Following their split, Hector founded his own label Gold Star Music with the distribution by Universal Music Latino and started working on his own solo work and to sign and produce new reggaeton acts. Recording seasons started on early-mid 2004 at Puerto Rico. The album was considered his first solo debut. The compilation has the participation of the producers Luny Tunes, Nely El Alma Screta, Nesty La Mente Masestra, Naldo, Dj Joe, Monserrate & Dj Urba, Dj Gian and Santana. Also, it has songs performed by hot reggaeton act at the time such as Don Omar and Daddy Yankee and helped to launch to the fame reggaeton acts such as Yaviah, Trebol Clam and Alexis y Fido. It was the first musical project that Hector el Bambino appears as executive producer and at the album title.

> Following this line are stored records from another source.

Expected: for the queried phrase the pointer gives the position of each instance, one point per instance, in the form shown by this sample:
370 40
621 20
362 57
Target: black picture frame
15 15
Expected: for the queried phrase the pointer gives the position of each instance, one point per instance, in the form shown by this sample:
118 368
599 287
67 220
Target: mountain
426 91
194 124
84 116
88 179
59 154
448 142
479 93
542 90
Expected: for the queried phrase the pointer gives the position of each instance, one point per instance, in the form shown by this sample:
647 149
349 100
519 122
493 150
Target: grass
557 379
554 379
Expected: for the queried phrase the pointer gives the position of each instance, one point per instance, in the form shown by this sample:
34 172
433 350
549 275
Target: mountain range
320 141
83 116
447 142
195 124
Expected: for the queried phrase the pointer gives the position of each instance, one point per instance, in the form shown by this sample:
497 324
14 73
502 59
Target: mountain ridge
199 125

== Commercial reception ==
Los Anormales debuted at number 4 on US Billboard Top Latin Albums on the issue of the week January 8, 2005. The album broke all time sales records in Puerto Rico selling 130,000 copies in just two days. Eventually, the album sold more than 200,000 copies in the United States. According to "El Father" long time manager, the album sold around 500,000 copies. In March 2005, the album was certified by platinum (Latin) for shipping 200,000 copies.

==Track listing==
1. "Intro Los Anormales"
2. "Noche de Terror" (by Héctor & Tito) (produced by Luny Tunes and Nely)
3. "Salvaje" (by Don Omar) (produced by Luny Tunes & Nely)
4. "Machete" (by Daddy Yankee) (produced by Monserrate & DJ Urba)
5. "Agárrate" (by Trebol Clan)
6. "Llégale" (by Divino) (produced by Luny Tunes, Nely)
7. "Mirándonos" (by Zion and Héctor el Father) (produced by Nely, Naldo)
8. "La Cuatrera" (by Jomar)
9. "Gata Michu Michu" (by Alexis & Fido) (produced by Luny Tunes, Naldo, Nesty)
10. "Vamos Pa' La Calle"
11. "Malvada" (by Algarete & Jomar) (produced by Luny Tunes, Nely, Naldo)
12. "Yo Sigo Aquí" (by Héctor el Father and Naldo) (produced by Naldo, Nely, Santana)
13. "Contacto" (by Yaviah)
14. "Tú y Yo" (by Trebol Clan)
15. "Vámonos" (by Angel Doze)
16. "Pasan Los Días" (by Angel & Khriz) (produced by DJ Giann, Santana)
17. "Tu Cuerpo Me Está Tentando" (by Guayo Man and Ñengo Flow)

==Charts==

| Chart (2005) | Peak Position |
|---|---|
| US Heatseekers Albums (Billboard) | 5 |
| US Top Latin Albums (Billboard) | 4 |

== Sales and certifications ==

| Region | Certification | Certified units/sales |
| United States (RIAA) | Platinum (Latin) | 100,000^{^} |
^{^} Shipments figures based on certification alone.